CN116204616A

CN116204616A - Artificial intelligence question-answering method based on semantic training algorithm

Info

Publication number: CN116204616A
Application number: CN202211711312.4A
Authority: CN
Inventors: 徐杭
Original assignee: Nanjing Baijue Technology Co ltd
Current assignee: Nanjing Baijue Technology Co ltd
Priority date: 2022-12-29
Filing date: 2022-12-29
Publication date: 2023-06-02

Abstract

The invention relates to an artificial intelligence technology, in particular to an artificial intelligence question-answering method based on a semantic training algorithm, which comprises the following steps: s1.1: collecting corpus data; s1.2: carrying out data preprocessing on the collected corpus data; s1.3: constructing a semantic training model based on the collected corpus data; s1.4: and carrying out model optimization training on the constructed semantic training model. According to the invention, the acquired corpus data is subjected to desensitization processing, so that the leakage of sensitive data is prevented, the safety of artificial intelligence question and answer is ensured, mask training and sequential logic training are respectively carried out by constructing a semantic training model, the learning capacity of the semantic training model is improved, the expansibility of an artificial intelligence question and answer system is improved, the accuracy and the recovery rate of the artificial intelligence question and answer are improved, the question can be recovered more efficiently, and the method can be applied to various intelligent fields.

Description

Artificial intelligence question-answering method based on semantic training algorithm

Technical Field

The invention relates to an artificial intelligence technology, in particular to an artificial intelligence question-answering method based on a semantic training algorithm.

Background

Natural language processing is a scientific research for processing media such as language, characters and the like used for information transmission by human beings, the English name of the natural language processing is Natural Language Processing, NLP is an important field in the current very popular artificial intelligence, a dialogue system is an important research direction in NLP, and the main research is how to enable a computer to have intelligent thinking for interaction with human beings, so that the natural language processing is an important work of the artificial intelligence and is a very challenging task.

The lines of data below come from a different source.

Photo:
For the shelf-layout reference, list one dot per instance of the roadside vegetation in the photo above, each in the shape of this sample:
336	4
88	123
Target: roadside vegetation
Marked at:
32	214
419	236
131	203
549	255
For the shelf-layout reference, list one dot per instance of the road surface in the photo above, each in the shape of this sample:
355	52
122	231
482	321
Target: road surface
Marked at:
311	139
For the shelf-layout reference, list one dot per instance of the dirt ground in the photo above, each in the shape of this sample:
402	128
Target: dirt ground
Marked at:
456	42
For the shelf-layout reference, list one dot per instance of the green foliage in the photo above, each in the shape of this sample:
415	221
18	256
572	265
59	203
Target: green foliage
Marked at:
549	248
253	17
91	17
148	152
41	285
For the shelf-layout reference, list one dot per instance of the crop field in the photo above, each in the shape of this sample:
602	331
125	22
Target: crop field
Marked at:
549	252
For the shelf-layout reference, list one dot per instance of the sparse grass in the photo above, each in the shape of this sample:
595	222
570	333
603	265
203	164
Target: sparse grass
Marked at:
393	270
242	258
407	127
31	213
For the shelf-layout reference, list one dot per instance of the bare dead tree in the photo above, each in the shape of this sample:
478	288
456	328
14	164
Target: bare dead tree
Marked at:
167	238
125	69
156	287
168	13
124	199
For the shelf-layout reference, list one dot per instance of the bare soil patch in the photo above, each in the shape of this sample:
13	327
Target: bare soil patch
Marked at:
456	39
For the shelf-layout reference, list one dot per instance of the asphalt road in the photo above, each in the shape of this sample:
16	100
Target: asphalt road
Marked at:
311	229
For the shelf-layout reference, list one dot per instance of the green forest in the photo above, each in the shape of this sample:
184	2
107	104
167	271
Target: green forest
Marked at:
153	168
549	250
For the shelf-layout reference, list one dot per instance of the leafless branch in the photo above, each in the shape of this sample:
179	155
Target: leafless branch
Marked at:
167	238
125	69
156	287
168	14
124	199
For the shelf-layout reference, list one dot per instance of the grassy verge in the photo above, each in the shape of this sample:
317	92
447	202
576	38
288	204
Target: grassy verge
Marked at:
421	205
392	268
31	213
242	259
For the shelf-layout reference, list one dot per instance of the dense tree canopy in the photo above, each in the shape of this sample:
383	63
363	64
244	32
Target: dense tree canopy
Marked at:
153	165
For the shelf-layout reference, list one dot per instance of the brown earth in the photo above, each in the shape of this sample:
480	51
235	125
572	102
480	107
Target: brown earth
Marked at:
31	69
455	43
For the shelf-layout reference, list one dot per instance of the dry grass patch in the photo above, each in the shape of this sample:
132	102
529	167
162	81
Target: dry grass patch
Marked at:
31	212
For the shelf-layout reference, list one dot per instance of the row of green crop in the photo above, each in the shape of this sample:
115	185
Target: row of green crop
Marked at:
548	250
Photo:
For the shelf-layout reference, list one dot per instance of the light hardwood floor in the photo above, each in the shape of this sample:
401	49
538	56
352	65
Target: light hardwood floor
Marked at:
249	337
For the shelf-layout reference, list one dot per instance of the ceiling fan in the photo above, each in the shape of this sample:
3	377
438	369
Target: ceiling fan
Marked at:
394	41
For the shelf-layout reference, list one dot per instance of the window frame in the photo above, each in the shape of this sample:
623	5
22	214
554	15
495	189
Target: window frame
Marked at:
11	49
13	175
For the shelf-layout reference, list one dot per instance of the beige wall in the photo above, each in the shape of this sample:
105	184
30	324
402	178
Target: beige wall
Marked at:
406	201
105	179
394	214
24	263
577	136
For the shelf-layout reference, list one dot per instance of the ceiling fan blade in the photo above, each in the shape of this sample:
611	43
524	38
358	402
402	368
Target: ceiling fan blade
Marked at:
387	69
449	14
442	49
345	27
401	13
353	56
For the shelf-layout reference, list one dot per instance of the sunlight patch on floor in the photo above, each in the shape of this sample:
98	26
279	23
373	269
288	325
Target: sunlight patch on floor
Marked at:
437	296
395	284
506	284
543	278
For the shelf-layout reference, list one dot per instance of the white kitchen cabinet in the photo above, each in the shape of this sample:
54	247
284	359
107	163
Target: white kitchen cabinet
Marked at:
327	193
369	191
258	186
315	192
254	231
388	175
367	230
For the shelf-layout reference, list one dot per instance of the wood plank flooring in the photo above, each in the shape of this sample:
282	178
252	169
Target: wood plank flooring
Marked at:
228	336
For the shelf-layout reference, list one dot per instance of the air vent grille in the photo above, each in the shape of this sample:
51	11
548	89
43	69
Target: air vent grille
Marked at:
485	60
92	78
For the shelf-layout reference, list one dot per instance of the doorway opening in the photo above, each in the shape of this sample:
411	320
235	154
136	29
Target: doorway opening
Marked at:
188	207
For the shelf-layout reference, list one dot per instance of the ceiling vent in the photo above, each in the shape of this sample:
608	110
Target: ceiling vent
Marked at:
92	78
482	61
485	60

In 1950, turing published an evaluation method for computer systems through "computer and Intelligence", named "Turing test", which provided clear target direction for computer intelligence never before, namely represented the level of computer intelligence by means of man-machine conversation, and brought about a great deal of attention for students. The current dialogue system mainly comprises a question and answer system which helps users answer questions; the task-oriented dialog system mainly provides corresponding operation prompts and the like for users under the appointed scene tasks; the question-answering system is mainly a large-scale system for providing knowledge inquiry for users by processing questions input by users, analyzing the key contents of the questions according to the input, and searching and generating answers among candidate existing questions-answers.

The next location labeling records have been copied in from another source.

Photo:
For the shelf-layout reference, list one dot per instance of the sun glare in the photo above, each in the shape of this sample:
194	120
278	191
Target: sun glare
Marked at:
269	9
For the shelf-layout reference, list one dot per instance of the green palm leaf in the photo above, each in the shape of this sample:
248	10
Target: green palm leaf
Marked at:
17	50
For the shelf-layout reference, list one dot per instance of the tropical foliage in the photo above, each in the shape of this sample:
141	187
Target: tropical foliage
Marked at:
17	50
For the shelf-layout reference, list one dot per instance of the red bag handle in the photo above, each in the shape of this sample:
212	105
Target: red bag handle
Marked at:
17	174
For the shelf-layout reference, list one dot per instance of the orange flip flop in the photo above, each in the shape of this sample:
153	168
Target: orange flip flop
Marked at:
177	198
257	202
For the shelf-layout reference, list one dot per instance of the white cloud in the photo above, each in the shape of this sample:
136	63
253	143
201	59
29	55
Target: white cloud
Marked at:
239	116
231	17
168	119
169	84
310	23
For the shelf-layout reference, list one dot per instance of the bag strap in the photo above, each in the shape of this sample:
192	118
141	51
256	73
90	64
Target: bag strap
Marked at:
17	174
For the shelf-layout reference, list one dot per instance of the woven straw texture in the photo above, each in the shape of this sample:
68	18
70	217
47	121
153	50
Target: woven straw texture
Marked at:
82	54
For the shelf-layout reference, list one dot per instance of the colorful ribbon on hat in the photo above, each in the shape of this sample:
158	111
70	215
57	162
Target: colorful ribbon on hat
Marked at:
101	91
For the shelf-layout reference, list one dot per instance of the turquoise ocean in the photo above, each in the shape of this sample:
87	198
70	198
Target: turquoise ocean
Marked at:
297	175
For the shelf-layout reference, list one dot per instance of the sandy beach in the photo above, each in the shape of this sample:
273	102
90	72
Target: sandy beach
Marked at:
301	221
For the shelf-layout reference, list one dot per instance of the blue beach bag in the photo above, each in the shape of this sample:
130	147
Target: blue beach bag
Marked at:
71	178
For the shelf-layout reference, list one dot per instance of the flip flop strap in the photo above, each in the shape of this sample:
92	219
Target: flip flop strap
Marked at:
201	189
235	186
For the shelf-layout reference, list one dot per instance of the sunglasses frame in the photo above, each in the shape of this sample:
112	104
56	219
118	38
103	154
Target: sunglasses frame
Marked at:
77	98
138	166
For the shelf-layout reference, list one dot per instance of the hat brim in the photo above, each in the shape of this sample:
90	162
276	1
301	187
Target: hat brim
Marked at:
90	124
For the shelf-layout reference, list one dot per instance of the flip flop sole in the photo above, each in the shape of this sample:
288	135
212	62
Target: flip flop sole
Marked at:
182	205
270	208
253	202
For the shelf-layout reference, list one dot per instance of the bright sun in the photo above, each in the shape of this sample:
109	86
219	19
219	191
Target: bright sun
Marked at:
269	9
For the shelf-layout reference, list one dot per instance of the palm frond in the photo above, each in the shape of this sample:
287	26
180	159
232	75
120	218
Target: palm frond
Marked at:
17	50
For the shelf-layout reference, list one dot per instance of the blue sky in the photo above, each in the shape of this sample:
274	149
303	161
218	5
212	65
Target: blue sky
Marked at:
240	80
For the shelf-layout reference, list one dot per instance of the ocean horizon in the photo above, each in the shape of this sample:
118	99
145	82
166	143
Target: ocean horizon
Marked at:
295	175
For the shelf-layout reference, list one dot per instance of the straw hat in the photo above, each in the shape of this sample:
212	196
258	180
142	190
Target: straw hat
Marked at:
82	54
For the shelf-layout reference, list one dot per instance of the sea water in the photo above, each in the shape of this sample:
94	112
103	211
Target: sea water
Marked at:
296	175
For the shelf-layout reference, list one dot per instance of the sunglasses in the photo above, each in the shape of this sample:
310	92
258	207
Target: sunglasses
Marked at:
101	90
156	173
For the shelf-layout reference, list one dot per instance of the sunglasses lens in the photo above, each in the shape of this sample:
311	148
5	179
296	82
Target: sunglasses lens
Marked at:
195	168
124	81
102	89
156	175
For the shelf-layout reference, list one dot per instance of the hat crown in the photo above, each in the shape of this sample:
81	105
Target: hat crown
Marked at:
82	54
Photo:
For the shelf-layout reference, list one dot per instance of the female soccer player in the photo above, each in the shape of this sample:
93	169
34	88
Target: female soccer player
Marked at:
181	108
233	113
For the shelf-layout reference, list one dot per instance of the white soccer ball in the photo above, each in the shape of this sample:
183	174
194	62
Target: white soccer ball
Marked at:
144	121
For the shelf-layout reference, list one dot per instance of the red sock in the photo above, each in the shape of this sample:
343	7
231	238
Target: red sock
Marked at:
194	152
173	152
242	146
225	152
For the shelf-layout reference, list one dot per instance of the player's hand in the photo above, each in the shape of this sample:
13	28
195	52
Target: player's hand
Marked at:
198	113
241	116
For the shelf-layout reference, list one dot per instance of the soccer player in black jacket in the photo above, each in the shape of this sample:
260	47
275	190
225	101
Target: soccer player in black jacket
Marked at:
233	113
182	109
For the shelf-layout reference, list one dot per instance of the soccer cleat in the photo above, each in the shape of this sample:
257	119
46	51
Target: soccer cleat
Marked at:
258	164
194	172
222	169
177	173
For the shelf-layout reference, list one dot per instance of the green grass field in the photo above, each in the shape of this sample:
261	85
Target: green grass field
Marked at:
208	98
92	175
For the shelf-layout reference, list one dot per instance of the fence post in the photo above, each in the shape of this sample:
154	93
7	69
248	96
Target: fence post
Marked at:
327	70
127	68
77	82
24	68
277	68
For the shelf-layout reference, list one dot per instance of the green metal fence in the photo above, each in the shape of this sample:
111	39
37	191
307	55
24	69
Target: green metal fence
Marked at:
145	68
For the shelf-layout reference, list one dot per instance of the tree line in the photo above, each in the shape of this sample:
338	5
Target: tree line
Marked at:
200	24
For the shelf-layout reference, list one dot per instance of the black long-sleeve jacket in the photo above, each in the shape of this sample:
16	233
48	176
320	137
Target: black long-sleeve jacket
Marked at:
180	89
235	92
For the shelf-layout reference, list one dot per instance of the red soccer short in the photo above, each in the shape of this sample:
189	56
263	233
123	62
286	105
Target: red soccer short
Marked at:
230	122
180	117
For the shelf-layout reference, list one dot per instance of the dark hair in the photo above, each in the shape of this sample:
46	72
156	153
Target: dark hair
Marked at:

The traditional task oriented system mainly comprises the steps of obtaining the intention input from a user side, carrying out a series of vectorization processing on the intention by utilizing the existing text processing methods, converting input information into vector state representation which can be recognized by a machine system, obtaining a matching value of a relevant answer by a series of calculation on the vector information, selecting the existing candidate answer according to a set matching strategy and the calculated matching value, and obtaining and returning the corresponding answer to the user. The system regards the dialogue as a pipeline, the mode mostly needs to manually label the characteristics of semantic representation in the dialogue process, thus a large amount of manpower and material resources are consumed, the cost is high, and the system is a task-oriented system, can only complete the work under a certain scene set for the system, cannot be applied to other fields, and has poor expansibility.

Disclosure of Invention

The invention aims to solve the defects in the background technology by providing an artificial intelligence question-answering method based on a semantic training algorithm.

The technical scheme adopted by the invention is as follows:

the artificial intelligence question-answering method based on the semantic training algorithm comprises the following steps:

s1.1: collecting corpus data;

s1.2: carrying out data preprocessing on the collected corpus data;

s1.3: constructing a semantic training model based on the collected corpus data;

s1.4: and carrying out model optimization training on the constructed semantic training model.

As a preferred technical scheme of the invention: in the step S1.2, error detection correction processing and desensitization processing are carried out on the collected corpus data.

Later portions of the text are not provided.